City and Provincial Complicity
The City of Johannesburg has long known the hazards. Reports, inspections, and warnings exist, yet enforcement is timid, delayed, and consistently derailed. Every postponed eviction is a victory for criminal networks. Every procedural indulgence allows syndicates to consolidate power.
Gauteng province, responsible for housing oversight, has similarly failed. Emergency relocation programmes and fast-track housing courts are promised repeatedly, but delivered rarely. Without decisive provincial leadership, municipal enforcement flounders, litigation multiplies, and hazardous buildings remain untouched.
This is not oversight. It is institutional complicity. Every delayed action, every hesitant official, every indulgence of paralysis reinforces criminal fiefdoms. Every human life in these buildings becomes collateral.
Ignored Solutions, Lost Lives
Urban planners, fire experts, law-enforcement officials, and housing specialists have repeatedly warned and outlined solutions. Syndicates must be prosecuted under organised crime statutes. Housing courts must be fast-tracked with real authority. Emergency housing must be scaled immediately. Reclaimed buildings should be placed under state custodianship. NGOs must be held accountable when litigation perpetuates life-threatening conditions rather than protecting the vulnerable.

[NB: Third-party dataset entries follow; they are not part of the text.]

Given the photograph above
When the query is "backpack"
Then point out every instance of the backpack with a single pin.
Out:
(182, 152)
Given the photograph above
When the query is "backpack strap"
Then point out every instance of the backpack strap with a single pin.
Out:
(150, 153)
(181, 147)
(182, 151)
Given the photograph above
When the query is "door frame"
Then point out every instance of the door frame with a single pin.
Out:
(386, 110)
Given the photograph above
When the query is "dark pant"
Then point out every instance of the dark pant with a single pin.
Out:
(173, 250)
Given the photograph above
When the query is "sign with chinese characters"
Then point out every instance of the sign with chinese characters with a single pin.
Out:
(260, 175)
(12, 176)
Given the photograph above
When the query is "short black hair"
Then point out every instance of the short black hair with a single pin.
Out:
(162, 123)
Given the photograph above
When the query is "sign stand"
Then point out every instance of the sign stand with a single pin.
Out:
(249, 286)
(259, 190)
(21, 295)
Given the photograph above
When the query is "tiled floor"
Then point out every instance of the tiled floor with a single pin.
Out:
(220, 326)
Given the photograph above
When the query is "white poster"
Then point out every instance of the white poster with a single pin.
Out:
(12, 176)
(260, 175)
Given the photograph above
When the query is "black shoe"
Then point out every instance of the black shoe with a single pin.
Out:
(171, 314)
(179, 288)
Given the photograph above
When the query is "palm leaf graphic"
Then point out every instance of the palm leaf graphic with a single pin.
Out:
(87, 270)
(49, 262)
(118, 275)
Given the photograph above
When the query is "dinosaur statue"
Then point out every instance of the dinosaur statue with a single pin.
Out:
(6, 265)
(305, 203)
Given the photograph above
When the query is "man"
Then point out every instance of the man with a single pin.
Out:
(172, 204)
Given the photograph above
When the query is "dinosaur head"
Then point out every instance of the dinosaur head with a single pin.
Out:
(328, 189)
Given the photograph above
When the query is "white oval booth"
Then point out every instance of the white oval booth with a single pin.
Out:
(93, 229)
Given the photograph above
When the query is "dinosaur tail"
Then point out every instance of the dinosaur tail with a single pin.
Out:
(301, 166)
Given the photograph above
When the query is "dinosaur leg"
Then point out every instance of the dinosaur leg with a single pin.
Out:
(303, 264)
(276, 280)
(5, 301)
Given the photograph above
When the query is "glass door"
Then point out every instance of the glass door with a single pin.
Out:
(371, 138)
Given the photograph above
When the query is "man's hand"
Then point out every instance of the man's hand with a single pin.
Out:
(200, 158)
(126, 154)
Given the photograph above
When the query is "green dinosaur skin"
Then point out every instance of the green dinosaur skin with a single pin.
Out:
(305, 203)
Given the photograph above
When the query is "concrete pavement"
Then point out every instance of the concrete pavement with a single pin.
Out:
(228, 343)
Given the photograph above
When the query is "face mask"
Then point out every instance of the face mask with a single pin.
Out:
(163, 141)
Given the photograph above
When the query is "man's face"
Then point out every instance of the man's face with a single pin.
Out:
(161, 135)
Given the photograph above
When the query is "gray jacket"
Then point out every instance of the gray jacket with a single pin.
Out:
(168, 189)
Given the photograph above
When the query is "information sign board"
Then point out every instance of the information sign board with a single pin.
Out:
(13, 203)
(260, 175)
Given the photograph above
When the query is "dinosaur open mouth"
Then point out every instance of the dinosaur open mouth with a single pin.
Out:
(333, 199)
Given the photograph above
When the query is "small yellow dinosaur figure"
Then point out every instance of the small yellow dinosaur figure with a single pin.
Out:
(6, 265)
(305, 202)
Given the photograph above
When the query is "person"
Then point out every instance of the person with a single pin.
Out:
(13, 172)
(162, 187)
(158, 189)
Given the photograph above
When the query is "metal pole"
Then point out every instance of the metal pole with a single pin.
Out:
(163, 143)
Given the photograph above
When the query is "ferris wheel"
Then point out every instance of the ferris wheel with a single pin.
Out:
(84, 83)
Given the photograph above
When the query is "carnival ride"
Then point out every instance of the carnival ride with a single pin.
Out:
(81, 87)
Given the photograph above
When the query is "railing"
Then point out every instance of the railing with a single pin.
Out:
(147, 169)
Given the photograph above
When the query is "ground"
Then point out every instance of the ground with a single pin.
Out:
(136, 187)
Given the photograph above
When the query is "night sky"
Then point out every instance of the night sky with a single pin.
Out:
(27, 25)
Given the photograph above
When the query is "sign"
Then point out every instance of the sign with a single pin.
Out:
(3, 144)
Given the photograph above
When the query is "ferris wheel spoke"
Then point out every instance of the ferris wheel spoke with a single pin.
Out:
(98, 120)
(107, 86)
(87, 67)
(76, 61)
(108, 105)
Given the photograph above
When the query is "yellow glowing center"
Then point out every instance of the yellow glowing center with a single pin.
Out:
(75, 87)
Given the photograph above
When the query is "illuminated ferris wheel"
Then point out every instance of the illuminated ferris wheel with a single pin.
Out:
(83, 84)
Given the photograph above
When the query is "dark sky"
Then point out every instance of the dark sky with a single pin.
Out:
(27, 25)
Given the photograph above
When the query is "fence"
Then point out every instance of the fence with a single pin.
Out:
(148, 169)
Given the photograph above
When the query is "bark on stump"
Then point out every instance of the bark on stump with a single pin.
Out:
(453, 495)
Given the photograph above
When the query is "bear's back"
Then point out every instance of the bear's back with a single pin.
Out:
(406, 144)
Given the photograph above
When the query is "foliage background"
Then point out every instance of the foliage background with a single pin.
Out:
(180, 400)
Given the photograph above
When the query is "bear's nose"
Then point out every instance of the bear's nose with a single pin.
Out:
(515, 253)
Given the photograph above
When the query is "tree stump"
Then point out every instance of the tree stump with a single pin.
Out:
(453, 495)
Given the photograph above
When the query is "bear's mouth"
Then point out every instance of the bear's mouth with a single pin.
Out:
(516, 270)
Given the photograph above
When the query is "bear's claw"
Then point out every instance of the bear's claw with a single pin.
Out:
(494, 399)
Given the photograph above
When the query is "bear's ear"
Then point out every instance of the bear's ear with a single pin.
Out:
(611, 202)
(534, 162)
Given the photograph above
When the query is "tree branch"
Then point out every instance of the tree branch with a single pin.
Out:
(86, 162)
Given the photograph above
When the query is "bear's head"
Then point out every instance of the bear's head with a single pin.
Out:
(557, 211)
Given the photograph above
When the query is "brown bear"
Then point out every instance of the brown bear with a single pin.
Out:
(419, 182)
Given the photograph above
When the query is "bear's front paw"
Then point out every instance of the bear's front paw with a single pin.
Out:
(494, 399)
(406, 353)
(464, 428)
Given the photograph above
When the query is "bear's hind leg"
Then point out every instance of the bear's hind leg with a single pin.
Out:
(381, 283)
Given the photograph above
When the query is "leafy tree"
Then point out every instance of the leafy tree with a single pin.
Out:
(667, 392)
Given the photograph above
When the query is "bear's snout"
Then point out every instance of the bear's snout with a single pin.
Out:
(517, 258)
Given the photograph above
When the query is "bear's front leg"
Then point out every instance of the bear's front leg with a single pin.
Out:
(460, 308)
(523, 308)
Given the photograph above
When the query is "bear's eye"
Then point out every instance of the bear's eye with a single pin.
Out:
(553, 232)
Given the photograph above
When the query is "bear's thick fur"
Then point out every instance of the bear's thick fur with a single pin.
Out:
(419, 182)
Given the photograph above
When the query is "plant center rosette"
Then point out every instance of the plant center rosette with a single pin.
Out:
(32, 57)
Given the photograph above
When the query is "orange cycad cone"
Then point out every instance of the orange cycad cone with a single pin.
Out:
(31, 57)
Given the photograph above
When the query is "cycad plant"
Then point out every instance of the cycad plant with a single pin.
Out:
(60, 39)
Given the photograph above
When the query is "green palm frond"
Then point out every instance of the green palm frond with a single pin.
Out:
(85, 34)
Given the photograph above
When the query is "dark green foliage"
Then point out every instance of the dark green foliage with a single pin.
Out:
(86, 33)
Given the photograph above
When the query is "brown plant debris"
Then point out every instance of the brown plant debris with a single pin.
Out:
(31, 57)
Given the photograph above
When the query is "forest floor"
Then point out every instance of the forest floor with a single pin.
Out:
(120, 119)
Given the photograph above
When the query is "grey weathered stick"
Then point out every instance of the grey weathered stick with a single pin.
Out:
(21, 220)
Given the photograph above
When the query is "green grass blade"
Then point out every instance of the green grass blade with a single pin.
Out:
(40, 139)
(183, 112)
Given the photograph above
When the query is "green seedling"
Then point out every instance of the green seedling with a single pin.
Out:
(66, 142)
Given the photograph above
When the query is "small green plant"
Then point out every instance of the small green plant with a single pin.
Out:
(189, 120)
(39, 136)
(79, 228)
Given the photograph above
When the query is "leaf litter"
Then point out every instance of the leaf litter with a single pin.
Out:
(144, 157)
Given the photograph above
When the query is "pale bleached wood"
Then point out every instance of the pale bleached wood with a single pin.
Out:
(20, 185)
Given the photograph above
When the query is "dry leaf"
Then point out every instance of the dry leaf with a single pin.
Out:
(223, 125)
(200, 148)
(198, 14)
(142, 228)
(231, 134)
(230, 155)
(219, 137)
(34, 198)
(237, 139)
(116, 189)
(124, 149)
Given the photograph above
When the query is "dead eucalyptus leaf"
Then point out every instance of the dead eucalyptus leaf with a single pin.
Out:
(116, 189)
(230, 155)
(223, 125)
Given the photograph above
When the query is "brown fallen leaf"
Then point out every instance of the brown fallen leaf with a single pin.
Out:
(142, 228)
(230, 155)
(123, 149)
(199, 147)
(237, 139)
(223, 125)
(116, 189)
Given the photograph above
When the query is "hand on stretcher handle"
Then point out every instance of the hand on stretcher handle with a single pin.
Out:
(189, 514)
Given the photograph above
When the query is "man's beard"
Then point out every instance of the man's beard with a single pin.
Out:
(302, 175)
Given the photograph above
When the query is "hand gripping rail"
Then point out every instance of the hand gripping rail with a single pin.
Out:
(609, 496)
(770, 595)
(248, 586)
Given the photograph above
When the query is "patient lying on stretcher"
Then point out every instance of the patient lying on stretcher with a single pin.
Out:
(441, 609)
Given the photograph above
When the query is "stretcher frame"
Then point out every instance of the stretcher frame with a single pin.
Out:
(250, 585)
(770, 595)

These solutions are practical, humane, and urgent. Yet decades of indecision, bureaucratic timidity, and obstruction leave human life dangling — and often extinguished.
The Human Toll
The human cost is unrelenting. Children sleep beneath ceilings ready to collapse. Families navigate corridors packed with people, belongings, and the ever-present threat of armed enforcers. Women whisper prayers in the dark; men calculate rent and bribes as if survival were arithmetic.
DJ Warras’ death stands as a stark emblem of the cost of daring to challenge criminal control. These are not statistics. They are people — citizens failed by law, bureaucracy, and litigation masquerading as virtue.
Johannesburg has been warned repeatedly. Fires, fatalities, structural collapses, and murders like that of DJ Warras all speak the same truth: indecision kills; obstruction kills; cowardice kills.
The city now stands at a crossroads. It can tolerate continued paralysis and accept that more lives will be lost. Or it can act decisively: dismantle criminal networks, enforce the law without hesitation, reclaim and rehabilitate buildings, and hold to account those whose actions preserve danger rather than protect life.
Excuses have run dry. Words have failed. Each day of delay adds fuel to a tinderbox. Each hesitating official fans the flames of inevitable death. The inner city is a crucible of failure, and every adult who hesitates is complicit in its carnage.
The warning is not theoretical. It is written in fire, rubble, litigation, and blood. DJ Warras’ death is a brutal testament to a simple, merciless truth: when morality, governance, and law fail together, human life becomes expendable. And in Johannesburg, for far too many, it already is.